Income-Tax (No. 2) Bill, 2025 – Passed in Lok Sabha on 11 August 2025
The Income-Tax (No. 2) Bill, 2025 replaces the old Income-tax Act, 1961 after more than six decades. It aims to simplify, modernise, and make compliance easier for taxpayers, while incorporating most of the 285 recommendations made by the Parliamentary Select Committee.
Legislative Journey & Background
- The original Income-tax Bill, 2025 was introduced on February 13, 2025, referred to a Select Committee chaired by MP Baijayant Panda. The committee submitted its recommendations on July 21, 2025, including 285 suggestions (32 flagged as major)
- A revised version—Income-tax (No. 2) Bill, 2025—was presented and swiftly passed without debate on August 11, 2025
10 Key Changes in the New Law
- Higher Basic Exemption Limit
- Under the new tax regime, income up to ₹12 lakh is tax-free.
- With a standard deduction of ₹75,000, the effective no-tax limit becomes ₹12.75 lakh.

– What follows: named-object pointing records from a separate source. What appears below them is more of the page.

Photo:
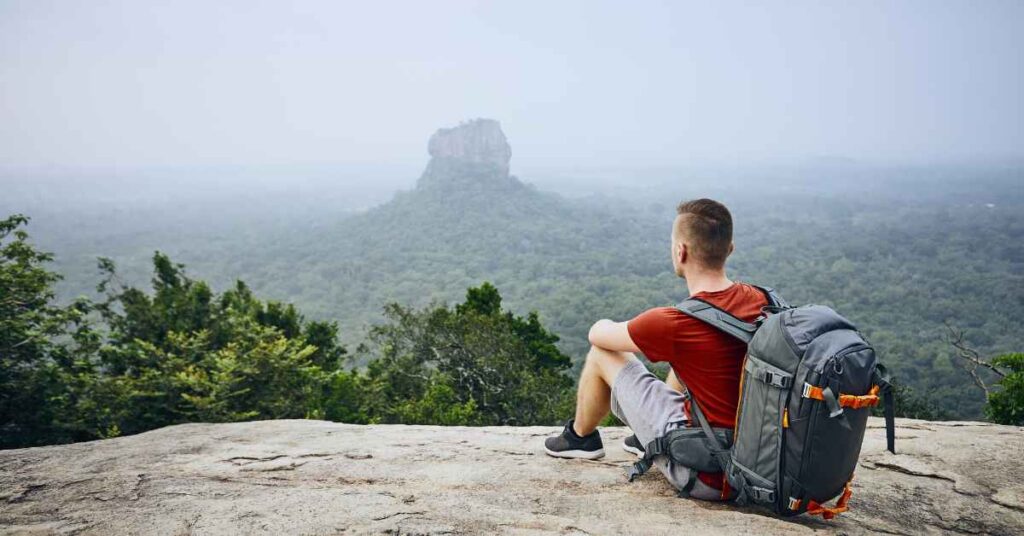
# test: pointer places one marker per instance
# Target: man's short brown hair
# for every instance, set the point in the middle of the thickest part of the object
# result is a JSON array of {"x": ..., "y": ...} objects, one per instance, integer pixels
[{"x": 707, "y": 224}]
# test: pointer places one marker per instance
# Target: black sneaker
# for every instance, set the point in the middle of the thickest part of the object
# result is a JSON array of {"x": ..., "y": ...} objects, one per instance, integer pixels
[
  {"x": 568, "y": 445},
  {"x": 632, "y": 445}
]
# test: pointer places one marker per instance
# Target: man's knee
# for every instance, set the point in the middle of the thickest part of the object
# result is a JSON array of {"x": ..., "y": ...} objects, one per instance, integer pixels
[{"x": 608, "y": 362}]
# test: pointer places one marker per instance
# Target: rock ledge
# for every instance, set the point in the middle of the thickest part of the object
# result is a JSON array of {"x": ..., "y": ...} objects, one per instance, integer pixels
[{"x": 305, "y": 477}]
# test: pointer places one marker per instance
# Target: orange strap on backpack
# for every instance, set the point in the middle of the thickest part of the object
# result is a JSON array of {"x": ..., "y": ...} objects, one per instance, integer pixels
[
  {"x": 846, "y": 401},
  {"x": 813, "y": 508}
]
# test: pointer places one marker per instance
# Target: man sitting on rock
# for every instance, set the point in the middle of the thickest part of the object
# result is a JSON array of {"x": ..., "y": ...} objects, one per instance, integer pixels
[{"x": 708, "y": 362}]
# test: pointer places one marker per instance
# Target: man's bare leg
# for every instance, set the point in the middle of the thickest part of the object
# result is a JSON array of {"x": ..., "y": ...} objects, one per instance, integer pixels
[{"x": 594, "y": 393}]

- Revised Tax Slabs (for FY 2025–26 onwards)
- ₹0 – ₹4 lakh → Nil
- ₹4 – ₹8 lakh → 5%
- ₹8 – ₹12 lakh → 10%
- ₹12 – ₹16 lakh → 15%
- ₹16 – ₹20 lakh → 20%
- ₹20 – ₹24 lakh → 25%
- Above ₹24 lakh → 30%
- Higher Rebate Under Section 87A
- Full rebate up to ₹60,000 or tax payable (whichever is lower) for eligible taxpayers.

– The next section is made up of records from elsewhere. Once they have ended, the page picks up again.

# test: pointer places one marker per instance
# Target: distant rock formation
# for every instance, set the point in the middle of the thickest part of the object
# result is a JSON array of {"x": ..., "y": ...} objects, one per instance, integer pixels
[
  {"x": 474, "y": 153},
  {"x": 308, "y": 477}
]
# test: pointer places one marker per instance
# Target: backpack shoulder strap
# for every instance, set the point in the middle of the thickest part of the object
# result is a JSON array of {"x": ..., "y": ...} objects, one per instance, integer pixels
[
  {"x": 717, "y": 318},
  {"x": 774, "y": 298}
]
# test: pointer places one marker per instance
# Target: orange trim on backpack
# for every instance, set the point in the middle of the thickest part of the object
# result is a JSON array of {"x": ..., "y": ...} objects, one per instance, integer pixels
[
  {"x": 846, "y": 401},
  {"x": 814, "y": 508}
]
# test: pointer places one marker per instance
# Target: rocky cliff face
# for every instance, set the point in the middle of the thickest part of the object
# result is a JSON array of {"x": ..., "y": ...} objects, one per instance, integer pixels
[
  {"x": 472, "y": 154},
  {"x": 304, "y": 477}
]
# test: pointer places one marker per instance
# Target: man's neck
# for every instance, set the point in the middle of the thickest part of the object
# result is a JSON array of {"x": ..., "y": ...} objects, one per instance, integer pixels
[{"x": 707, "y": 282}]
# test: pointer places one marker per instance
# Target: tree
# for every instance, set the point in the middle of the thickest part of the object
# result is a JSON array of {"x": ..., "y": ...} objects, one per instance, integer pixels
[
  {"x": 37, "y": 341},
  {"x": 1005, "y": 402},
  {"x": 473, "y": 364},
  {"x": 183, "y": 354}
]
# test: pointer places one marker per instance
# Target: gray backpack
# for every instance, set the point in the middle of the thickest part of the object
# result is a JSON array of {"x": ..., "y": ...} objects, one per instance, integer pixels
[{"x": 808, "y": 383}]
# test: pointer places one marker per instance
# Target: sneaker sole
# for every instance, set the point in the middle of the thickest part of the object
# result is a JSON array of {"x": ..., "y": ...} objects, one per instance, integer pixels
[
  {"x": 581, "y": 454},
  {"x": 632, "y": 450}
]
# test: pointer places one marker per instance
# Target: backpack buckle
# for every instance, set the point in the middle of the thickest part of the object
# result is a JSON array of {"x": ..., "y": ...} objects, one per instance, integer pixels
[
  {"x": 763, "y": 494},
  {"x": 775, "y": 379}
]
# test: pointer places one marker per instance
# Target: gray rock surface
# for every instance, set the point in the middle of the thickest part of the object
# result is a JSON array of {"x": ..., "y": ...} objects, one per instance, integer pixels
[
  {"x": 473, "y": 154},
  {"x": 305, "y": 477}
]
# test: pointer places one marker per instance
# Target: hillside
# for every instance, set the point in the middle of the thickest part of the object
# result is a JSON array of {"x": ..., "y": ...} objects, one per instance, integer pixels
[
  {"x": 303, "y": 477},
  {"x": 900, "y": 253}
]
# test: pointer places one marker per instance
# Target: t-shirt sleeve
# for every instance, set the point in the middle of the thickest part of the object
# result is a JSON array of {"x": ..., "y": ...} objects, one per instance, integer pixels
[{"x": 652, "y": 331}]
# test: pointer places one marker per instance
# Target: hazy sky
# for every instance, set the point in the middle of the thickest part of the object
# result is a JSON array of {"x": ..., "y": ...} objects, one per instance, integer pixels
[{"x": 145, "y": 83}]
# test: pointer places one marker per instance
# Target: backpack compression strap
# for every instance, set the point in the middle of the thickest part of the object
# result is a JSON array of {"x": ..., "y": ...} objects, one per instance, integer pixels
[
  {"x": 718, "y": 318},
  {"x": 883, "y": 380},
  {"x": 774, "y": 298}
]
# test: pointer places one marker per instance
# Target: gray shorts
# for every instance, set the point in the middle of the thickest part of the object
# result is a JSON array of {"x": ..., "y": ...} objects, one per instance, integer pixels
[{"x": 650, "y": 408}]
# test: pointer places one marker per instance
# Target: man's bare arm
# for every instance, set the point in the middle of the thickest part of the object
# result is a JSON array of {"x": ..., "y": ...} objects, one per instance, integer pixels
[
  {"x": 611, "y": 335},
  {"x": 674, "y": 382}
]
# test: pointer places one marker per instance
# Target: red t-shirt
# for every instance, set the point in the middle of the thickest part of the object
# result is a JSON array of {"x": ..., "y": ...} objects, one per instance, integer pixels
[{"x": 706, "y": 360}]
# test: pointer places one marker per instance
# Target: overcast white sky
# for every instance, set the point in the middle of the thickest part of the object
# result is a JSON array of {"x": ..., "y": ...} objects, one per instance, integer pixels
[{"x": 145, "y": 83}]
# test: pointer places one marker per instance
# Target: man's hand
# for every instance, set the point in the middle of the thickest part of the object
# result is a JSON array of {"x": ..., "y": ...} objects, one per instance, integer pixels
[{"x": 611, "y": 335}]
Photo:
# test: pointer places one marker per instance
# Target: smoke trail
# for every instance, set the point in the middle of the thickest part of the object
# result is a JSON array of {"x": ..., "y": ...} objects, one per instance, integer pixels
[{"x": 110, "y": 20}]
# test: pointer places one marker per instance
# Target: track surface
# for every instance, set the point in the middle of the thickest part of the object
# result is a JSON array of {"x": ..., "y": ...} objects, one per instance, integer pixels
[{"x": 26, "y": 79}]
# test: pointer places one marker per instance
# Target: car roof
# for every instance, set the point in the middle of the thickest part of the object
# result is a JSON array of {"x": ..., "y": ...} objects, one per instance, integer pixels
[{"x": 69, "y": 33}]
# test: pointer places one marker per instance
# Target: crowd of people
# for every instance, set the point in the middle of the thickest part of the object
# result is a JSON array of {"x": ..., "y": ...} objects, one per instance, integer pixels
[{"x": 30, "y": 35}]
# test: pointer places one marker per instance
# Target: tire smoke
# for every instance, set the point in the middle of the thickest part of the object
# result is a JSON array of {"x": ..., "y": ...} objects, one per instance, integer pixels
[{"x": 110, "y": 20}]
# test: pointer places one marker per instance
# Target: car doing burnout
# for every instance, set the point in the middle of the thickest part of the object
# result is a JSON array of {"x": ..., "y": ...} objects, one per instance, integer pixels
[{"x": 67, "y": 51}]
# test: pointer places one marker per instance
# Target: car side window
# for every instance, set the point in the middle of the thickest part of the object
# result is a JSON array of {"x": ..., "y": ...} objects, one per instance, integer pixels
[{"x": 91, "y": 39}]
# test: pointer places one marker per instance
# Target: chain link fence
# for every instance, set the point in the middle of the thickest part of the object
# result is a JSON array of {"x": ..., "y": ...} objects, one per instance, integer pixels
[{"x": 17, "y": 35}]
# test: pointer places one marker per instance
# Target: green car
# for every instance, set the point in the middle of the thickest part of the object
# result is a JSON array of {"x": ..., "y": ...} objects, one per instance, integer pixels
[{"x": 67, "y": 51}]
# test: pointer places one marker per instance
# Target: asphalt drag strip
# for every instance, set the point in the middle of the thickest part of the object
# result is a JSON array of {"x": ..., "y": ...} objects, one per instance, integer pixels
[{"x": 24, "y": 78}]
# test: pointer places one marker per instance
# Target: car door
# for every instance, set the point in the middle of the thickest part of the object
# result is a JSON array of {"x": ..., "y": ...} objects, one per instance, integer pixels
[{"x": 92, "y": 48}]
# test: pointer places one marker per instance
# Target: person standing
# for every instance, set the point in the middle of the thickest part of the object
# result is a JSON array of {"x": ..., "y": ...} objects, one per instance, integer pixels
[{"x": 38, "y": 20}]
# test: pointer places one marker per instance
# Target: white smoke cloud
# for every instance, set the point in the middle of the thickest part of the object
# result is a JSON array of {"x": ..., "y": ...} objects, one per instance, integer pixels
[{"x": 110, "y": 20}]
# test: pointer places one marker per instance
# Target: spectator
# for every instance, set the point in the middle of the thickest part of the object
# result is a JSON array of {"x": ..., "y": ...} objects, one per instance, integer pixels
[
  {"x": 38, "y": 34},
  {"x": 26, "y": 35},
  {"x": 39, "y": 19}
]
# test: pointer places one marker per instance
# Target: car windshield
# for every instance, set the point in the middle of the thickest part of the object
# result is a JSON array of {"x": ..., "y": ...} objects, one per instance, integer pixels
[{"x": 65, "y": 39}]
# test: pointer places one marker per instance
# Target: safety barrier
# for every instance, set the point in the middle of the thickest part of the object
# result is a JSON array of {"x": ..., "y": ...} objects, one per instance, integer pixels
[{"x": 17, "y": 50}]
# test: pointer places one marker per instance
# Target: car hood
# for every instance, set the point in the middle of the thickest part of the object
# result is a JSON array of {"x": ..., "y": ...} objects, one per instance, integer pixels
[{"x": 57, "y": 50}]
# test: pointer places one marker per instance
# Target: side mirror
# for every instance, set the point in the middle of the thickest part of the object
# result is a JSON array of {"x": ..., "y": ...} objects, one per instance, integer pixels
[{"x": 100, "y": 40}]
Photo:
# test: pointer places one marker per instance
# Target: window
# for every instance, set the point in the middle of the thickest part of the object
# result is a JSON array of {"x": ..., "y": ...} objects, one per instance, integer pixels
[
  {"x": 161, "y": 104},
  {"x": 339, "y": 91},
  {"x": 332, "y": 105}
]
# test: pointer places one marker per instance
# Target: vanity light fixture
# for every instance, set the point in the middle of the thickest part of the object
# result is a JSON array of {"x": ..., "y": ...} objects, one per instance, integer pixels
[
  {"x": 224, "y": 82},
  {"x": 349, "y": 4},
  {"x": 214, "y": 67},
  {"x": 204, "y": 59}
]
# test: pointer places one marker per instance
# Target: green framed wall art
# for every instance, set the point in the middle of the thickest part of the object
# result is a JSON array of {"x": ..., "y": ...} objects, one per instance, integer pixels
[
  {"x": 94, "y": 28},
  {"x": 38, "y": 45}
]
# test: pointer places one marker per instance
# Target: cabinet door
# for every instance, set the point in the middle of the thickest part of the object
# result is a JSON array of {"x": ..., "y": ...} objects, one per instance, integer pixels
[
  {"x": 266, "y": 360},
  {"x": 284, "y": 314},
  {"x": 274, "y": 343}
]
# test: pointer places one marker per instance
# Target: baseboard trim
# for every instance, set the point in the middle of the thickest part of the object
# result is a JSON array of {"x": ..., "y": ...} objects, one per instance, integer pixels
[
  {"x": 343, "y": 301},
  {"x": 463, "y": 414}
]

- Massive Reduction in Sections
- Old Act had over 800 sections; the new law has 536 sections in 23 chapters with 16 schedules.
- Unified “Tax Year” Concept
- Replaces “Previous Year” and “Assessment Year” terms with a single “Tax Year” for easier understanding.
- Faceless & Digital Assessments
- All assessments and appeals to be conducted online, minimising personal interface and scope for harassment.
- Refunds Even After Deadline
- Taxpayers can claim TDS/TCS refunds even after the filing deadline without penalty.
- One of the most crucial amendments in the updated bill is the revision of Clause 263, which addresses the eligibility for claiming income-tax refunds. The original draft included a provision—Clause 263(1)(a)(ix)—that could have been interpreted to mean that a taxpayer could only claim a refund if their tax return was filed on or before the statutory due date. This represented a significant departure from the established legal position, where refunds could be claimed even for belatedly filed returns. Recognising the potential for this to cause undue hardship and create ambiguity, the newly introduced bill has completely omitted this restrictive clause
- Nil-TDS Certificates
- Individuals with no tax liability can obtain advance certificates to prevent tax deduction at source.
- Clarity on Deductions
- Clear provisions for standard deduction on house property income, pre-construction interest on home loans, and deduction for inter-corporate dividends.
- Regulation on Anonymous Donations
- Religious and charitable trusts cannot accept anonymous donations unless they are engaged in social services.
Other Highlights
- Retains core philosophy of SIMPLE: Streamlined, Integrated, Minimized litigation, Practical, Learning-oriented, Efficient.
- Allows nil TCS on certain education remittances under LRS.
- Brings uniform rules for carry-forward and set-off of losses.
- Strengthens taxpayer rights by mandating prior notice before enforcement action.